During his playing days, Reid experienced huge success with Everton, collecting winners' medals for the League Championship, FA Cup, League Cup (twice) and European Cup Winners' Cup.
His talent was recognised by his fellow players in 1985, when he was named PFA player of the year.
The following season came the highlight of his international career, when he played a crucial role in England's campaign at the 1986 World Cup in Mexico.
From player to manager
His first managerial appointment came at Manchester City following his retirement from playing.
He guided City as high as fifth in the table, but was controversially dismissed by chairman Peter Swales.
Sunderland snapped him up in March 1995, with the team rock-bottom of Division One.
Liverpool-born Reid staved off relegation that season and turned the club around to lead them to the First Division Championship the following year.

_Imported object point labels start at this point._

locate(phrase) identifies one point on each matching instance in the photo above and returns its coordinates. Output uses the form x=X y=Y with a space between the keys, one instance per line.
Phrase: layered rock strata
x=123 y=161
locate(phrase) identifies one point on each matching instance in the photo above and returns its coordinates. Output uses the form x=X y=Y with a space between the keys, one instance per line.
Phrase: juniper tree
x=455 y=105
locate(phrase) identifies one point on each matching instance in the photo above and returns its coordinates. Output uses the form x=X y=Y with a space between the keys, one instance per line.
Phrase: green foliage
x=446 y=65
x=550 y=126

This feat earned him the Managers' Manager of the Year accolade for the 1995/96 season.
Sunderland dropped straight back down out of the Premiership.
But they bounced back to regain their place in the top flight by winning the First Division title by a record number of points in 1998/99.
Despite only narrowly avoiding relegation this season, Reid remains a popular figure at the Stadium of Light and is one of the Premiership's longest-serving managers.